Monday, December 21, 2009

A Caution on the Use of Baselined Metrics per PA

I threw this together based on a Twitter discussion I had last week that included Justin (@jinazreds), Matt (@devilfingers), Josuha (@JDSussman), and Erik (@Erik_Manning)--hopefully I didn't miss anybody. Said discussion was going just fine between the other parties until I stepped in and said the opposite of what I meant, so I need to clarify my point. The end result will be that I obfuscate my point, but that's par for the course around here.

I really should just get around to writing the rate stat series that I have been promising since I started this blog, and then I could give my thoughts on this topic from A-Z in one place. But this is a lot easier, and the rate stat series would have eight parts and be remarkably dry reading as I go around in circles.

Suppose we want to express a baselined measure of value as a rate stat. In this case, I'll work with something similar to Palmer's Batting Wins--wins above average, considering only offensive production--but the theory behind it has wider applications.

The standard way of doing this (incidentally, one of the few things that Tango Tiger, David Smyth, and myself ever fully agreed upon on the topic of rate stats in our many discussions at FanHome (at least at the time--I certainly don't presume to speak on behalf of those gentleman)) is to look at BW/PA. If we were working with a standard runs created method, we would look at RC/out. But when our metric has already been baselined to average, we have already incorporated the run value of avoiding outs/generating PA. RAA/Out will double-count that aspect of offense, more or less.

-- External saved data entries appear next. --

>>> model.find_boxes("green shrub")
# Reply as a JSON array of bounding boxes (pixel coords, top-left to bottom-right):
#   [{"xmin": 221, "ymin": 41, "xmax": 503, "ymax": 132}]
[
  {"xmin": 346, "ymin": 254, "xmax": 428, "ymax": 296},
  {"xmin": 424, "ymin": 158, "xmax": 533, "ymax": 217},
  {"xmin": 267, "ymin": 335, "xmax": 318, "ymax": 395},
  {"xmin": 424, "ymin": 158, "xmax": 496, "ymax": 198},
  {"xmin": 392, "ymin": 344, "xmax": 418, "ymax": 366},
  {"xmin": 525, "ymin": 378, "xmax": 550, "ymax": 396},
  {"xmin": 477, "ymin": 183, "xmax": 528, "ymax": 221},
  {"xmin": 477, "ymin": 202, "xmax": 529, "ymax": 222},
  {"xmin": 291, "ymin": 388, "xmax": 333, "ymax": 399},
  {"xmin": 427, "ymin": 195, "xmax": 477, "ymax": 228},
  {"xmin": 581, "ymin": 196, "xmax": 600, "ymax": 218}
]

Of course, we all recognize that the value of a run varies depending on the context in which the hitter plays, so we convert RAA to WAA, and we have something like Batting Wins. Let's look at two players credited with a similar number of BW, but in very different contexts with a big difference in PA:

Nap Lajoie, 1903 AL: 5.8 BW in 509 PA
Frank Thomas, 1996 AL: 6.2 BW in 636 PA

Incidentally, the BW figures here are my rough estimates; for the purposes of this discussion, it doesn't really matter how they reflect specifically on Lajoie and Thomas--I don't care to compare them to see who was better, I just needed a good example. They actually differ fairly substantially from those published elsewhere, but that's not important. There will also be some rounding discrepancies from using just one decimal place throughout the post, but the purpose of this exercise is not a precise examination of the two players.

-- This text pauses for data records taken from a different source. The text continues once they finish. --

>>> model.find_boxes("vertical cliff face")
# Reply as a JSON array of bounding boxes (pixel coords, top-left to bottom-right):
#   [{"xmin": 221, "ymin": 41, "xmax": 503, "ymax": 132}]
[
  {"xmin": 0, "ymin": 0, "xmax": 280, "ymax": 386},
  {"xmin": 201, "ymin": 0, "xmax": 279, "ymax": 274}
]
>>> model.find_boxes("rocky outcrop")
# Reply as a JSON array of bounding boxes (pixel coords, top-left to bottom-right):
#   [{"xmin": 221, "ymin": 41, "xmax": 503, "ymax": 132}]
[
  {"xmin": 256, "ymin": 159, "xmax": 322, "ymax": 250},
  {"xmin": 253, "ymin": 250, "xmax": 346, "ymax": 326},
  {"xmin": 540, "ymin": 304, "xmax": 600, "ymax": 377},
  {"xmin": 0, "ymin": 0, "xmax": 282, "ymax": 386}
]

Figuring BW/650 PA, we come up with Lajoie at 7.4 and Thomas at 6.3. From this, we can conclude that Lajoie was significantly more productive on a rate basis as an offensive player, right?

Let's get a second opinion first. If the stat we wanted to put on a rate basis was standard Runs Created, we'd generally do that by taking RC/Out and comparing it to the league average. My estimates have Lajoie at 207 and Thomas at 195. One needs not be an expert on the relationship between the scales of the two metrics to realize that 207-195 is a much narrower gap than 7.4-6.3.

What is the cause of this discrepancy? It's not the RC/RAA inputs, since they are based on the same formulas. It's not a case of the metrics being incompatible--RC/Out and RAA/PA (or BW/PA) correlate very highly when the samples are drawn from similar contexts.

The problem is that Plate Appearances (which are obviously the denominator for BW/PA) are not constant across contexts. Outs are, more or less. No matter what era the game is played in, what park it's played in, how many runs are scored, or anything else, there are still three outs per inning. And (approximately) 27 outs per game. Even if you had five inning games in one league and thirteen inning games in another, it will all wash out (or close to it) when you look at runs per out.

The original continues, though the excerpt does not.